In 1980 he became Vice President of the first joint venture between a Western corporation (Schindler Group) and communist-controlled China. He played an often curios, challenging and decisive role in introducing a market economy in China. He also encountered prominent Chinese politicians and underground artists.
In 1995, the Swiss Federal Counsellor Flavio Cotti appointed Sigg Swiss Ambassador to China, Mongolia and North Korea. In Chinese circles of government it was said that Switzerland had the best diplomat in Beijing. Several nations asked Sigg to mediate the conflicts over the new Panchen Lama.
Sigg hadn’t forgotten how to row. Ambition pushed him forward.
His success as an entrepreneur, as an investor or as a diplomat weren’t enough for him. In the mid-nineties Sigg discovered that no one had really taken an interest in new Chinese artists. Thus he became their most influential collector. Sigg acted as a mentor and mediator for creative luminaries such as Ai Weiwei, Zeng Fanzhi and Cao Fei. His collection became the largest and most diverse of its kind worldwide.

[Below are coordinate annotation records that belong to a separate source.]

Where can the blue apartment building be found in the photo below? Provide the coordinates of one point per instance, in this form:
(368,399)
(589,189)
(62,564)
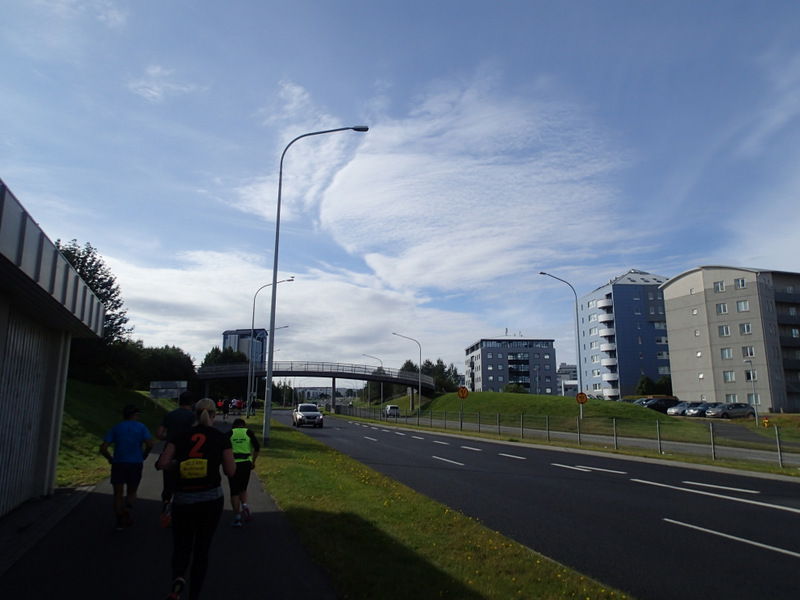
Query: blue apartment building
(623,335)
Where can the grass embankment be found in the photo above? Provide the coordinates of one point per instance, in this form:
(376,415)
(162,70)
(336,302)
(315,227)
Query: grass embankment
(376,537)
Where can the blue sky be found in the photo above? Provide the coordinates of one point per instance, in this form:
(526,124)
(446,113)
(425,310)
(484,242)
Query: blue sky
(506,138)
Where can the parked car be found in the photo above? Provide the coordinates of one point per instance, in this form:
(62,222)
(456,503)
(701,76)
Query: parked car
(681,408)
(307,414)
(661,404)
(731,411)
(700,411)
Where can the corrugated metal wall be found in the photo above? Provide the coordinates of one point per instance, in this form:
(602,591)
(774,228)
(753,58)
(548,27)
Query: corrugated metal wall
(29,412)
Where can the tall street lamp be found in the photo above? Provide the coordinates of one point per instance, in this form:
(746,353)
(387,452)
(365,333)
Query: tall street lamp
(753,387)
(251,371)
(577,331)
(419,371)
(270,341)
(380,361)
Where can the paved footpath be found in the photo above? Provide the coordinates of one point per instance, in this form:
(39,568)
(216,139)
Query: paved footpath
(64,547)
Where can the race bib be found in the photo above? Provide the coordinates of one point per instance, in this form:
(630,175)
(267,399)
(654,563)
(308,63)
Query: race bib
(194,468)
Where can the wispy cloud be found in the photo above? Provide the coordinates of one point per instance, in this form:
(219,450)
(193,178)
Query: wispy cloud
(158,83)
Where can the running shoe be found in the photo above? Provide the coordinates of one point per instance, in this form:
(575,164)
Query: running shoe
(177,588)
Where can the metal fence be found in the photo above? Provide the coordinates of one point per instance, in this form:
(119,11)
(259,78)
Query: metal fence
(664,437)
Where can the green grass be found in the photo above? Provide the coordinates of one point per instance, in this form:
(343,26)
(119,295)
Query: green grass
(380,539)
(374,536)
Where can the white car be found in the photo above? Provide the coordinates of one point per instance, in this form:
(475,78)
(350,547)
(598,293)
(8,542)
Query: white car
(306,414)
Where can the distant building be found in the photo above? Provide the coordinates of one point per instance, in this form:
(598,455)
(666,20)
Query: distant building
(493,362)
(735,336)
(623,335)
(239,341)
(567,379)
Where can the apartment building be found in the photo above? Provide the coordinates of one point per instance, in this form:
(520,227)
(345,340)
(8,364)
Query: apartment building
(623,335)
(492,363)
(734,336)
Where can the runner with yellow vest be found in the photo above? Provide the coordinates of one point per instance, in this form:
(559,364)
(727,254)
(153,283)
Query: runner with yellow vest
(245,452)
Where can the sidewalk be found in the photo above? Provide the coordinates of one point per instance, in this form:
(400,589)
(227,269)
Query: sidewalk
(64,547)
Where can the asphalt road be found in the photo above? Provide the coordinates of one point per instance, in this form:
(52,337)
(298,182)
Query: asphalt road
(655,530)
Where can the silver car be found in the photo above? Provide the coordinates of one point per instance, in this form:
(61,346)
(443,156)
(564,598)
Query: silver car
(731,411)
(307,414)
(700,411)
(680,409)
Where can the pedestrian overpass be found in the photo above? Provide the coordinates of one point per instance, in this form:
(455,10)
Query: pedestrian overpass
(333,371)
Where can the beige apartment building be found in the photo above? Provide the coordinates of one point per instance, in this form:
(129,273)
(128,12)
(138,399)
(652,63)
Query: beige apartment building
(734,336)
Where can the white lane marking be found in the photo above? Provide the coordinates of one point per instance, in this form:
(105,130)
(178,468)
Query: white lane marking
(450,461)
(721,487)
(735,538)
(569,467)
(603,470)
(734,499)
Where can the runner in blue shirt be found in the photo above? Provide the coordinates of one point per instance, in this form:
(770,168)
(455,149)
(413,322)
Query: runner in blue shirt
(132,443)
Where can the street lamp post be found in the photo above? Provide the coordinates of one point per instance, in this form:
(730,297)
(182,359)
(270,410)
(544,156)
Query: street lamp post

Sigg turned to art because he wanted to understand China. He promised the artists that he will keep many of the collected works only for a limited period of time. One day they must return to China. Once the country is open enough politically, these works will be publicly displayed.
The artists have given him some of their most important works. As of 2015 there are 2,200 pieces in the collection. Nowadays Sigg lives at Castle Mauensee, Switzerland, not far from his birthplace. Yet he remains a global player. He sits on the advisory board of China Development Bank along with Henry Kissinger and Tony Blair; he counsels the Tate, Art Basel or MoMA on questions concerning contemporary Chinese art.

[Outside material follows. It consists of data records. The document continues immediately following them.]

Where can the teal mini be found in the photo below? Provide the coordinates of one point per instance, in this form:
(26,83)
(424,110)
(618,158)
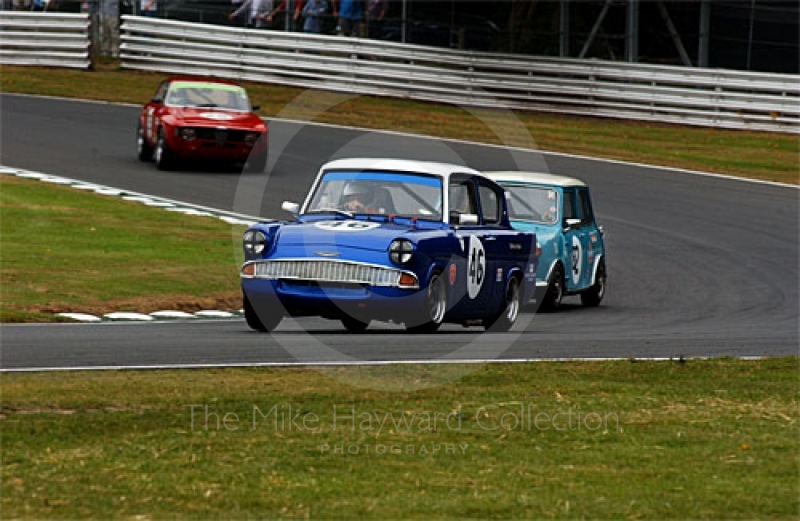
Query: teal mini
(559,210)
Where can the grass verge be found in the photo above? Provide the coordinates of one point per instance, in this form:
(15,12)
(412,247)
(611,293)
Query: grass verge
(716,438)
(67,250)
(758,155)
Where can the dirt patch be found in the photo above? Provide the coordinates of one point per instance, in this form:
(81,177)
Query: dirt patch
(228,300)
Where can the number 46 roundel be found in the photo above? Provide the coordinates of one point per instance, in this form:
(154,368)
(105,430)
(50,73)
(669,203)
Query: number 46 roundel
(476,267)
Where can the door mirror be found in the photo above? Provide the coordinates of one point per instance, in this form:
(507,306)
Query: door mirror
(290,207)
(467,219)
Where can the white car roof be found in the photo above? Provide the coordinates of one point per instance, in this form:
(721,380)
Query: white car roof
(399,165)
(534,178)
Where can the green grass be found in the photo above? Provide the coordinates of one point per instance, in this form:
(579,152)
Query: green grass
(704,439)
(67,250)
(759,155)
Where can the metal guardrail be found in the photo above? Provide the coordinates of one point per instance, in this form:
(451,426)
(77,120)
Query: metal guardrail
(47,39)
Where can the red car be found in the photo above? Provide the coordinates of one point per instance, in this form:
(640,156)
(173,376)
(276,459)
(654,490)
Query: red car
(201,119)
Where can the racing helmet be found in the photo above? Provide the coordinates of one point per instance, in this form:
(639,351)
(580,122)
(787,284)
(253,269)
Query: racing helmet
(360,190)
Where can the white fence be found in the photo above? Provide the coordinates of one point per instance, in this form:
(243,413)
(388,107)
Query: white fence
(707,97)
(48,39)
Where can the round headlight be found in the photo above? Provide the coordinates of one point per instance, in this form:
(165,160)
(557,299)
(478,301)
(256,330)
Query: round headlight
(254,241)
(401,251)
(250,139)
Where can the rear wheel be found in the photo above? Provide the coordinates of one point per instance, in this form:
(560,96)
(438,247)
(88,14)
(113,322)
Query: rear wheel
(353,325)
(594,295)
(163,156)
(555,290)
(435,307)
(143,149)
(261,320)
(508,315)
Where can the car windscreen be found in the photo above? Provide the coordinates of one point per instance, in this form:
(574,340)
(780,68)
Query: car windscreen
(532,203)
(207,95)
(373,192)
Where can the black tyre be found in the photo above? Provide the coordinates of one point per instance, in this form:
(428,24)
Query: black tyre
(163,156)
(143,150)
(256,163)
(508,315)
(262,319)
(435,307)
(594,295)
(353,325)
(555,290)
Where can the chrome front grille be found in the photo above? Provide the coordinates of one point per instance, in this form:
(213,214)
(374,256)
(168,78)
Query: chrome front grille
(328,271)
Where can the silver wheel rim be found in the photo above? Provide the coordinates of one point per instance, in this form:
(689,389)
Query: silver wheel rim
(437,302)
(601,284)
(559,290)
(513,306)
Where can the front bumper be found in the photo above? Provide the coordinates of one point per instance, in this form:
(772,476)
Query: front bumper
(330,289)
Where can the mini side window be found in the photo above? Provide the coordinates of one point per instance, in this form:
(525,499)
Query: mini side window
(569,205)
(586,207)
(462,200)
(490,205)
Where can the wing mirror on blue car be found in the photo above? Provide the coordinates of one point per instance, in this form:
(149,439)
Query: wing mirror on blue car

Not to mention he has struck a great deal: 1,500 works of his collection will travel to Hong Kong in 2019 under the condition that M+, the Museum for Visual Culture, will be completed. With that, a significant part of the largest collection of contemporary Chinese art in the world will return to China.
Sigg has fulfilled his self-imposed mission.
He will continue to collect, mentor and support, however, especially for the next generation of artists. Creativity is the only inexhaustible resource, he says, as if he were talking about himself.
Every now and then he rows on the Mauensee. And sometimes genuinely wonders that you can actually be among the best in the world even when you come from a province in central Switzerland.
This film is a journey through the exceptional life of Uli Sigg and the modern history of China since Mao’s death. In it we meet many creative personalities, including Ai Weiwei, Rita Sigg, Cao Fei, Jacques Herzog and Pierre de Meuron and Lang Lang. We visit karaoke bars in Tienzin, Castle Mauensee and the once largest, now abandoned steel factory in China. We experience parties thrown by Hong Kong billionaires and the construction site of the M+ Museum, artist ateliers in Beijing and the nighttime cookshops in Jinhua.
A pig is slaughtered. An art fair takes place. An Olympic stadium is built. A Chinese president is greeted. A bridge is crossed.